After I fed the furry hordes, Dakota and I stepped out in the dark to toss a ball around. A half moon shone down. I spotted the Little Dipper through a crack in the trees. The indigo sky looked fresh scrubbed. Last night’s rain had sent down a shower of pine needles and sweetened the air. The Douglas firs and cedars, scraping the heavens, swayed in the breeze. The beauty of the scene caught my heart.

Driving in to work later on, clouds of all shapes and sizes filled the sky. Big ones. Little ones. Most shone edged with gold as they powered past, sky-boats boosted by wind. A mist rose off the shorelands, a creeping, mysterious shroud. 

mist on shore

We have many names for rain in this region. Like…rain. Drizzle. Mist. Sprinkles, which sound delicious right now (think: cupcake). And my person favorite, “mizzle”, the unique combination of mist+drizzle. Haven’t seen that anywhere but in Shelton. The rain here, it can soak you in a matter of minutes. It rains with a purpose. We can get a dozen inches of rain in a month and sometimes more. It rains and doesn’t stop, pretty much for months, typically starting in earnest during November. Even October can be iffy. We’ve had just over 3 inches this month. As of today, we stand at nearly 35.5 inches of rain for 2018. You can bet that total will increase greatly before December 31.

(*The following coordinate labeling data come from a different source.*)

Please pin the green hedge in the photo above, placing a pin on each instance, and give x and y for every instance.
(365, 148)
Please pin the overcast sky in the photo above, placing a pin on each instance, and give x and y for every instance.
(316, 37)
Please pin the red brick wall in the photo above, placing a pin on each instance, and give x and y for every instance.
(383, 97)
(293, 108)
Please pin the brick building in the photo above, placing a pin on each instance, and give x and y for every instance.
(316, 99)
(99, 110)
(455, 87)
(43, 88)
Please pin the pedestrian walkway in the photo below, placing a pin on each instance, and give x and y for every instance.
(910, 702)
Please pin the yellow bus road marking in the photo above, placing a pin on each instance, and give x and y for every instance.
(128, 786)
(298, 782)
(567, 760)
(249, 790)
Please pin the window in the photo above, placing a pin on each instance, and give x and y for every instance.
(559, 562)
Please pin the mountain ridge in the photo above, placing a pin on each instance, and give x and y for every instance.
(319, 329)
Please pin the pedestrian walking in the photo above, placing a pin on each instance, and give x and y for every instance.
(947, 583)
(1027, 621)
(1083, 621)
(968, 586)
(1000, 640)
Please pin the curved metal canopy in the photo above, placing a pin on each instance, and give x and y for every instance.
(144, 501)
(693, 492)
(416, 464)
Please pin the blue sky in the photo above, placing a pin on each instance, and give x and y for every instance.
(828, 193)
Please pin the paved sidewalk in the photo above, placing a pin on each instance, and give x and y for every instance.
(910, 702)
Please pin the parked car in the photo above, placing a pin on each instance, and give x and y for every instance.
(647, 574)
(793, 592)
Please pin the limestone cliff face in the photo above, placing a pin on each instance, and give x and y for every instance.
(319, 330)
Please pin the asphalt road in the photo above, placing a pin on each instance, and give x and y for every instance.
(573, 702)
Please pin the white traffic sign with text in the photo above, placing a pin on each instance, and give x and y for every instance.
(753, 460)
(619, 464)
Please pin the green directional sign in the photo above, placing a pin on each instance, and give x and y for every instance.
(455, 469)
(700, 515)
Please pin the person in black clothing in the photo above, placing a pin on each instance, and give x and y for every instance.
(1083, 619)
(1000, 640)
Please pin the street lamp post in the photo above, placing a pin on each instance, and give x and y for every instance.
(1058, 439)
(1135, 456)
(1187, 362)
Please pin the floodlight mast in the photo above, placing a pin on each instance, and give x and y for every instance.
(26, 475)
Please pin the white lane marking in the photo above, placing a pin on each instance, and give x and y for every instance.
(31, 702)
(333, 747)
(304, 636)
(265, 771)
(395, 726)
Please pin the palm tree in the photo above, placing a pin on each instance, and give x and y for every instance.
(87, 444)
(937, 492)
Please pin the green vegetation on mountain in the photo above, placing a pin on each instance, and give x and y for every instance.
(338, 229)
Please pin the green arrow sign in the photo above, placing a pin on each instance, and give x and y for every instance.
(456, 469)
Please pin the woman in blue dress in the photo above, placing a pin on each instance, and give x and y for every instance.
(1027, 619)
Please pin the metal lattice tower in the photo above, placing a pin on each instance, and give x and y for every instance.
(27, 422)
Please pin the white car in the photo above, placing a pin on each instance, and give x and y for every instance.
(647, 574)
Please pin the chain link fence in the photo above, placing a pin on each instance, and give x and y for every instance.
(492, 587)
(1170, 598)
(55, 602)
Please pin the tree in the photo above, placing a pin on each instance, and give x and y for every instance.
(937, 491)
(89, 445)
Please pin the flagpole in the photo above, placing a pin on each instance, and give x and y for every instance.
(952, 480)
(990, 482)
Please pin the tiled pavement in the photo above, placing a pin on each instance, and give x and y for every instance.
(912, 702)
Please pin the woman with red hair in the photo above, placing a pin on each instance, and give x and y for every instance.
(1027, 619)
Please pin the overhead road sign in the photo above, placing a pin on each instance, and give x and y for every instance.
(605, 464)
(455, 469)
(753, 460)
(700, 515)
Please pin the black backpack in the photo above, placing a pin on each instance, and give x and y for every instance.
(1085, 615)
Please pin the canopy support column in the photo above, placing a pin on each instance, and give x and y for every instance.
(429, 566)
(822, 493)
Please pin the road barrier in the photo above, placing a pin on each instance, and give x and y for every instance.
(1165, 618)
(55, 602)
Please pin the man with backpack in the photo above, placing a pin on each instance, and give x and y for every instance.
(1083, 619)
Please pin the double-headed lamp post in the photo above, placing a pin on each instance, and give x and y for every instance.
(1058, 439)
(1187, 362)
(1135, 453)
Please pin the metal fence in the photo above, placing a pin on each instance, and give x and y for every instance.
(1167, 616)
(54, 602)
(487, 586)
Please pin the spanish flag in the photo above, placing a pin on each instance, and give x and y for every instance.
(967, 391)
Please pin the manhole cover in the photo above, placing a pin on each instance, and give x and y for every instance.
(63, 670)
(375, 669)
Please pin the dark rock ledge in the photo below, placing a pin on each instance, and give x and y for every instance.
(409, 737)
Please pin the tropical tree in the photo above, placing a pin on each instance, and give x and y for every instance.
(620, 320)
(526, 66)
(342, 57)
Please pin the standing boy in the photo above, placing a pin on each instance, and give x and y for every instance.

Washingtonians have a love-hate relationship with rain. It enables the state to grow great crops of apples, berries, Christmas trees, you name it. And rivers flood. Sinkholes appear. It’s a nasty business, all this precipitation. Mud abounds. Ladies, wear flats at your peril. But rain also cleanses. It purifies the air. It removes dead bugs and leaves and dirt off windshields. It quenches the earth’s thirst. It keeps the green going all year long. So many shades of green! I could never count them all.

It makes me think of salvation. We can be washed in Christ’s blood, again and again. We can come to Him every day and ask for forgiveness. We can seek and find healing. We can be cleansed. The fountain of Jesus’ blood, our holy source, doesn’t run dry. Our thirst for wholeness will never be quenched this side of heaven. Yet we only have to ask to be fresh-scrubbed again.

Matthew 26:28 – “This is the blood of the covenant, which is poured out for many for the forgiveness of sins”.